Pope: ‘Inhuman’ Conditions for Migrants on US-Mexico Border

AP
By Nicole Winfield
February 5, 2015

Pope Francis has decried the "inhuman" conditions facing migrants crossing the U.S.-Mexico border and has encouraged communities there not to judge people by stereotypes but welcome migrants and work to end discrimination.

Francis made the appeal in a letter to a Jesuit priest who helps organize Catholic teens in Nogales, Arizona, to support the Kino Border Initiative, which advocates a more humane solution to migration. The letter was dated Dec. 19 but was made public on Kino's website recently.

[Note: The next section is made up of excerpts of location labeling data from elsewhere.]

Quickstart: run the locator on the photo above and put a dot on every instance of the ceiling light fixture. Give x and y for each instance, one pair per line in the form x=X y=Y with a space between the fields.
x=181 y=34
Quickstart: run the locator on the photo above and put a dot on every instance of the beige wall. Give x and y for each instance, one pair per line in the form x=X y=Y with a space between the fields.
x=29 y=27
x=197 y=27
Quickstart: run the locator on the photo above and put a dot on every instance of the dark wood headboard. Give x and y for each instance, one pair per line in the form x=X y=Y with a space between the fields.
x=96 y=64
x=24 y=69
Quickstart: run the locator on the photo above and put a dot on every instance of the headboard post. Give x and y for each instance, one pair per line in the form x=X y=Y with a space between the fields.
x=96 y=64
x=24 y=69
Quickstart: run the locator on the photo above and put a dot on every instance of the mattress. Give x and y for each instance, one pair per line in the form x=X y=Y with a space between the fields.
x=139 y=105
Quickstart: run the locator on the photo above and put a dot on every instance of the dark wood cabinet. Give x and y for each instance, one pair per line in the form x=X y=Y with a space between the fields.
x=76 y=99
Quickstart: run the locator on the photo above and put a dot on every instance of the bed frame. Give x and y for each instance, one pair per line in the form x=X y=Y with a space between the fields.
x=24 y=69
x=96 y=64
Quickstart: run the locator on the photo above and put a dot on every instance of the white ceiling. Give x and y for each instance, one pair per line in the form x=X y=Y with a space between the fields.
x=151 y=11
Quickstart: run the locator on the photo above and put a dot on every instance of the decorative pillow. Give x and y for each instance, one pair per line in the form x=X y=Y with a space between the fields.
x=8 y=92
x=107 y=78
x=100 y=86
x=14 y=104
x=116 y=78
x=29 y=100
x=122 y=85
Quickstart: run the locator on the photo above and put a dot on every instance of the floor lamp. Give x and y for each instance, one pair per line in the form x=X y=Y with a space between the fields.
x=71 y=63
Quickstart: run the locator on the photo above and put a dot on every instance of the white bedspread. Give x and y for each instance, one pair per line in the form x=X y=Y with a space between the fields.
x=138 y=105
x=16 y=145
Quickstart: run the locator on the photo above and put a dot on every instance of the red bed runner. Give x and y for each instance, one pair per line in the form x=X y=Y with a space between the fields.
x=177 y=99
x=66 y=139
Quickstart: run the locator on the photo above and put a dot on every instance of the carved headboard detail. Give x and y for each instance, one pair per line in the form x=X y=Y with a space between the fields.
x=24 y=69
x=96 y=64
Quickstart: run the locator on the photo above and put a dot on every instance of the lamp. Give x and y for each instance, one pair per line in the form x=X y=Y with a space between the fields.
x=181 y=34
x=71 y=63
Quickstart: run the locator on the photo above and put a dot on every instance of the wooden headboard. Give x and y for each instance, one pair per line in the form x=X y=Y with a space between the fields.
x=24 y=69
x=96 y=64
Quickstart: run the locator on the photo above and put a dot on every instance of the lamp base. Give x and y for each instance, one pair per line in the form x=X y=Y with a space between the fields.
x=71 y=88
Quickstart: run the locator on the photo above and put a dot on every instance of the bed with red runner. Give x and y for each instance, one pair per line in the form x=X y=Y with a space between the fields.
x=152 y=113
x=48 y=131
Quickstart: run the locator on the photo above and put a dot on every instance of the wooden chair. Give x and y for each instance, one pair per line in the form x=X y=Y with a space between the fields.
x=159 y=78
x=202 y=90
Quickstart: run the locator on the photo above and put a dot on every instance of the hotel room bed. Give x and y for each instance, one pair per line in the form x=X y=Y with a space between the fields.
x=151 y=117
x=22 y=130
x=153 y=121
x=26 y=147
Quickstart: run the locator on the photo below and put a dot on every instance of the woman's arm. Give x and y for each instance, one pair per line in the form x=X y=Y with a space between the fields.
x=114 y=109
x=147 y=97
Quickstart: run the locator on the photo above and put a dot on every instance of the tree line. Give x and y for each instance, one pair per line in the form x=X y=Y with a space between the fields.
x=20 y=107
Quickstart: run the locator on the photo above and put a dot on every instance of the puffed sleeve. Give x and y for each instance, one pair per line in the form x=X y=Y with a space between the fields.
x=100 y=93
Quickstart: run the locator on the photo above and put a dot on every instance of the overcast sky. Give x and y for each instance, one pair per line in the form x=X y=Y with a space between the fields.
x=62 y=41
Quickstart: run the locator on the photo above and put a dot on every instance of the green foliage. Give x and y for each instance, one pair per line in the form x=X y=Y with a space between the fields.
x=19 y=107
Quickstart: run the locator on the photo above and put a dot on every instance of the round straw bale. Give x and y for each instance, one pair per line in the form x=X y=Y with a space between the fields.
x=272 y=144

"These young people — who have come to learn how to strive against the propagation of stereotypes, from people who only see in immigration a source of illegality, social conflict and violence — can contribute much to show the world a church without borders," Francis wrote.

Rev. Sean Carroll, executive director of Kino Border Initiative, said student were very excited and very touched after receiving the letter from Francis.

"They cross the border every day to serve meals to the migrants," said Carroll, who wrote the cover letter to accompany the teens' messages to the Pope. "I think receiving this letter affirms the work they are doing."

Lucy Howell, a board member of Kino Border Initiative, said the letter was share at a recent board member. "We're ecstatic," Howell said. "We're all touched."

Francis has made migration one of the priorities of his pontificate and will likely raise the issue when he visits the U.S. in September. On Thursday, U.S. officials confirmed he would address Congress on Sept. 24, the first pope to do so.

Francis has said he would have loved to have entered the U.S. via the Mexican border in a "beautiful ... sign of brotherhood and of help to the immigrants." But he said the trip's itinerary was too tight to let him visit the border.

Carroll said a papal visit to the border would be a "transformative event" that might change minds of certain U.S. residents on the issue of immigration. "It would help people reflect deeply on the issue of migration," Carroll said. "I think his visit would have a significant impact."

In his letter, Francis praised migrant initiatives in cities like Nogales "which live daily with the phenomenon of immigration, and the ensuing inhuman situations of all type that it creates." He urged the Kino supporters to "never tire of working to build fraternity and welcome against discrimination and exclusion."


Arizona in 2010 passed tough legislation cracking down on illegal immigration, although much of the law was eventually gutted.